日本オリンピック委員会が目標とする海外開催では最多の金20個に向け、順調といえるだろう。
お家芸の体操や柔道は、文字通り強さを証明している。
体操の男子個人総合は、初出場で20歳の岡慎之助選手が金メダルを取り、この種目は日本勢の4大会連続制覇となった。前回覇者の橋本大輝選手にとどまらず、選手層の厚さを見せつけた。
男子団体総合では、最終種目で逆転優勝し、選手たちが歓喜の涙を流した。最後まで諦めることなく励まし合う姿に、学ぶべきことは多い。

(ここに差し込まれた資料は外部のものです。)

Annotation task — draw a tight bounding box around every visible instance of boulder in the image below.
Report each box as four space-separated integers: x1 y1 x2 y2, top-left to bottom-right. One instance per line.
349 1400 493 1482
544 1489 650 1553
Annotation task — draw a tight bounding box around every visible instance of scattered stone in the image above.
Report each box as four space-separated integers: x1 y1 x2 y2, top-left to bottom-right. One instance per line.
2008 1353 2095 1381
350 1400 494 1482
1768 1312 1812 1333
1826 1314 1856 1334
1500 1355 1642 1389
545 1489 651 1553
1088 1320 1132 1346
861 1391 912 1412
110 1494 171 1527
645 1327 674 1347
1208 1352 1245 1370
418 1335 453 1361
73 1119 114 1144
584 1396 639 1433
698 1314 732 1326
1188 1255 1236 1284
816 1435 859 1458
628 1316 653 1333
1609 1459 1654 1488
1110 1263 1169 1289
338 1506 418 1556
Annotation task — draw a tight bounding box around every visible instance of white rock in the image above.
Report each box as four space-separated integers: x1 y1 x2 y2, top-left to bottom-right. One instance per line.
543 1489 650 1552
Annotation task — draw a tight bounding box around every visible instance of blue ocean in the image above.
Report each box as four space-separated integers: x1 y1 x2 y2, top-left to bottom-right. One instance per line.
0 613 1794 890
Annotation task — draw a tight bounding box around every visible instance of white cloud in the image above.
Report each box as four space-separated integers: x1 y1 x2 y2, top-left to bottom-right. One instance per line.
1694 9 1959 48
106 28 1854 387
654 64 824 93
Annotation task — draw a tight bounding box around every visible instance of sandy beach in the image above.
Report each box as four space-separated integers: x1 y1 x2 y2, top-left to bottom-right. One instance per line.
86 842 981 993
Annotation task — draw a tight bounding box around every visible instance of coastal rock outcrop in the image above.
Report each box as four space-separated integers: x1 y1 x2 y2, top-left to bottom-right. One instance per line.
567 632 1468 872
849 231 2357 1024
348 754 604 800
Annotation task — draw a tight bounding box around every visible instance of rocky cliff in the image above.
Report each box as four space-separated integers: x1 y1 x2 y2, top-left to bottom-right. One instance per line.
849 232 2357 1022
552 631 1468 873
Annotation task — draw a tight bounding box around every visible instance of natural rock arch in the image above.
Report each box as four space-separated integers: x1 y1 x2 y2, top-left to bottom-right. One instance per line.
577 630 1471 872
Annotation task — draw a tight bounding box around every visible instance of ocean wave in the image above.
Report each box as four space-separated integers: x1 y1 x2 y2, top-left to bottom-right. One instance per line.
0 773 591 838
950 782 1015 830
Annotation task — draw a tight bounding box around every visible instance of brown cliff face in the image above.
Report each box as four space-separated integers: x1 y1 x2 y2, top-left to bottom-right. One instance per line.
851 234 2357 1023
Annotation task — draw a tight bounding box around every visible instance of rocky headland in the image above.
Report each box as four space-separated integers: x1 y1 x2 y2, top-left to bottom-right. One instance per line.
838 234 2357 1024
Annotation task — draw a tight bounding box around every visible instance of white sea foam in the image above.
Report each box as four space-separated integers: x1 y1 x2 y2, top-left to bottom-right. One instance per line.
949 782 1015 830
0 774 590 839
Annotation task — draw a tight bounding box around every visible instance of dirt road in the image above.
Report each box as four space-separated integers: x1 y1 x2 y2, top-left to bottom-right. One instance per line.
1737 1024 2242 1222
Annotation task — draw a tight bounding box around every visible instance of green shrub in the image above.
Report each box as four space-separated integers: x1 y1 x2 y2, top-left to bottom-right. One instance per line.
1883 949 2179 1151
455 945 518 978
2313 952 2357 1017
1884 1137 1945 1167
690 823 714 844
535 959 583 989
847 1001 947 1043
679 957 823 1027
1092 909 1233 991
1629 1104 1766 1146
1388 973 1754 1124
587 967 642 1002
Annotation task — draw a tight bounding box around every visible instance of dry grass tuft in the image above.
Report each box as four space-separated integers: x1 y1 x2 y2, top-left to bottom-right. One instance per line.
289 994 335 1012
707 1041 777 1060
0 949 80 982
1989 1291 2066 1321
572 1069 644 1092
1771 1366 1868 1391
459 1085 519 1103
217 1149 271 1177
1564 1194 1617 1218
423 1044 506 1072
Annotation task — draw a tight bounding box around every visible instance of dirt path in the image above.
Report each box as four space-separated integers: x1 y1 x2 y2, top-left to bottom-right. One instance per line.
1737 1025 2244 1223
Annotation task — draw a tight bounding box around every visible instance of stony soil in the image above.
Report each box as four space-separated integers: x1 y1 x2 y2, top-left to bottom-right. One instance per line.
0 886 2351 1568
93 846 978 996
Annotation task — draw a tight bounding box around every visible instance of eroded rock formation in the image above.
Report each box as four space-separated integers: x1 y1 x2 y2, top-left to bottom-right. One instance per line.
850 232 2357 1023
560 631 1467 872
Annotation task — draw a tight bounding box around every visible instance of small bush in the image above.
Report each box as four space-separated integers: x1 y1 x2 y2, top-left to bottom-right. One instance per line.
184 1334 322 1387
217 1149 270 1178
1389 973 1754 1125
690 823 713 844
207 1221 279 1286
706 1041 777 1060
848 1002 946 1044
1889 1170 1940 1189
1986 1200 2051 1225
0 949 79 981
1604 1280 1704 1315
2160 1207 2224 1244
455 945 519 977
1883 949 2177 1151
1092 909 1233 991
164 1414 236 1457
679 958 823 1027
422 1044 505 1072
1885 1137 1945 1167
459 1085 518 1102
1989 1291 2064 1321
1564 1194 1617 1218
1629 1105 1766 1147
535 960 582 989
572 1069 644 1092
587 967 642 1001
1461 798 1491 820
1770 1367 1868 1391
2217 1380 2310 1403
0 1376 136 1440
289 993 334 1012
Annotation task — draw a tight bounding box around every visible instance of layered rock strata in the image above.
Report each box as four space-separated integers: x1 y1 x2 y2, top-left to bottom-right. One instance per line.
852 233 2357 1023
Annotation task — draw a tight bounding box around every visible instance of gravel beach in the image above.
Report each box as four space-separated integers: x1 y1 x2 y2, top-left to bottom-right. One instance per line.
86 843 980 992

柔道は5日連続でメダルを獲得した。男子66キロ級の阿部一二三選手と男子81キロ級の永瀬貴規選手は連覇を成し遂げた。屈強な海外勢がひしめく81キロ級での連覇は、五輪史上初の快挙でもある。
スケートボードで男子ストリートの堀米雄斗選手も連覇した。東京五輪後は振るわず、苦しんでいただけに、喜びはひとしおだ。前回に続き、土壇場で逆転する精神力の強さには驚かされる。
女子では14歳の吉沢恋(ここ)選手が金メダル、15歳の赤間凜音(りず)選手が銀メダルを取り、東京大会で種目に採用されたスケートボードは、日本の独壇場になった。
フェンシングでは、男子エペ個人で加納虹輝(こうき)選手が、個人種目では日本勢初の頂点に立った。女子フルーレ団体は銅メダルを獲得し、この競技で女子の日本勢が表彰台に立つのは個人、団体を通じて初めてだ。
後半戦の競技でも日本を大いに沸かせてほしい。本県勢の活躍も楽しみだ。
ただ、メダルを取ることが全てではない。失敗や敗北した選手にも、これまでの努力をたたえ拍手を送るべきだ。選手への誹謗(ひぼう)中傷など絶対にあってはならない。